Quer que chame a Ritinha para lhe fazer companhia?
— Não, mamãe. Agradeço-lhe, mas prefiro ir sozinha.
Levantei-me, entrei na sala, apanhei a sombrinha, que
costumava deixar dependurada no cabide, e saí para o jardim
caminhando sem pressa. Dirigindo-me para o fundo da casa,
contornei o prédio e encontrei Rita, que estendia algumas
roupas no varal. Ao me ver, ela veio a meu encontro.
— Vai passear, Maria Eugênia? Estava ajudando minha mãe a
estender algumas peças de roupas. Deixe-me avisá-la e irei
com você.
Com gesto brusco, eu a impedi:
— Não, Rita. Irei sozinha. Vou somente até a senzala. Não
preciso de companhia.
Ela estranhou-me a reação, mas não disse nada. Prossegui no
meu caminho e logo estava perto do grande barracão que
abrigava os escravos da fazenda. Alguns moleques
brincavam no pátio.
— Pedrinho, sabe onde está pai Albino?
— Sim, sinhazinha Maria Eugênia.
— Pois diga a ele que tenho urgência em falar-lhe.
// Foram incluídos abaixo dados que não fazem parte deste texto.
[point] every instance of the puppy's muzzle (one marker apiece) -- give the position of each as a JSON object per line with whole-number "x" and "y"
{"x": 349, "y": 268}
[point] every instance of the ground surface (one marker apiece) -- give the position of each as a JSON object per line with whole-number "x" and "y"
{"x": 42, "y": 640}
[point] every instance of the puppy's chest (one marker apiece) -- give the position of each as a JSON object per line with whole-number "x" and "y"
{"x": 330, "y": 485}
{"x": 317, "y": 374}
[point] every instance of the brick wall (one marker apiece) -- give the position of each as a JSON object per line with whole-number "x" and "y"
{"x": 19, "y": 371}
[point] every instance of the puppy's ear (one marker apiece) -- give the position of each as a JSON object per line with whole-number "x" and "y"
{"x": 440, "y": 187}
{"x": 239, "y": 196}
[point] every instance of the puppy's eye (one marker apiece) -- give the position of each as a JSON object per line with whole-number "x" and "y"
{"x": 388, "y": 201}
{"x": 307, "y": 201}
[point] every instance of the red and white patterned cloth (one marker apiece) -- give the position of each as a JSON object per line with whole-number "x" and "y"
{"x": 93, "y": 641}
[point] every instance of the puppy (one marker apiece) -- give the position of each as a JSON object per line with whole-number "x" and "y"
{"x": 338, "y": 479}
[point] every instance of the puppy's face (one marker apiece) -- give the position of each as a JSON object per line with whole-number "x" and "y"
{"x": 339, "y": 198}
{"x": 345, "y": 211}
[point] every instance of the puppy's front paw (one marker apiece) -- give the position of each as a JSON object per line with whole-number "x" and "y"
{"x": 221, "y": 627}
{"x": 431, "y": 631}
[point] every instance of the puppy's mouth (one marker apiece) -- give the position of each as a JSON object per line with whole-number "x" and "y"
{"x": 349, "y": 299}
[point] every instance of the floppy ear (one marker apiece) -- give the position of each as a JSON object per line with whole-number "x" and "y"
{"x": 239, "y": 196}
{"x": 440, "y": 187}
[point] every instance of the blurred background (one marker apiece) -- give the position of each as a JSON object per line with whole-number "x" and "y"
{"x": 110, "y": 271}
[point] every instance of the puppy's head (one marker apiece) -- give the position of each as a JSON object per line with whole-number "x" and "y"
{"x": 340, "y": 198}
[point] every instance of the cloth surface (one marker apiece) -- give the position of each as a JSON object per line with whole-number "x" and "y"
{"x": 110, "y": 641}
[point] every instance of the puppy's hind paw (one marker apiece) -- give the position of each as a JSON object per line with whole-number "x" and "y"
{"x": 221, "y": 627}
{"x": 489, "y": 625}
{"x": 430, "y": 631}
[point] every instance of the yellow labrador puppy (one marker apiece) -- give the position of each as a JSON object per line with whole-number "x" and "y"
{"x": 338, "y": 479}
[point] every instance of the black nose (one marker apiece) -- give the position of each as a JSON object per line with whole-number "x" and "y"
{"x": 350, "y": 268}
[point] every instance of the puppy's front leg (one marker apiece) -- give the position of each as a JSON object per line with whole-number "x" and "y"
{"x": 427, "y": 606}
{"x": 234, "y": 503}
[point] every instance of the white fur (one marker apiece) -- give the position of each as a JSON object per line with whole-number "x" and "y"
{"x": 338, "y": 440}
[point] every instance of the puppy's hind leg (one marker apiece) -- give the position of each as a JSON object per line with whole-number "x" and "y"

O menino entrou como um raio na senzala e voltou
dizendo:
— Sinhazinha, pai Albino já vem.
Não demorou nada, e o vi saindo pela porta. Na boca trazia o
cachimbo e apoiava-se na bengala, como sempre.
— Sinhazinha Maria Eugênia! Deseja falar comigo? Estou ao
seu inteiro dispor.
— Sim, pai Albino.
— Pois então, vamos nos sentar à sombra daquela árvore ali
adiante. Mas não tem banco, sinhazinha - justificou-se ele.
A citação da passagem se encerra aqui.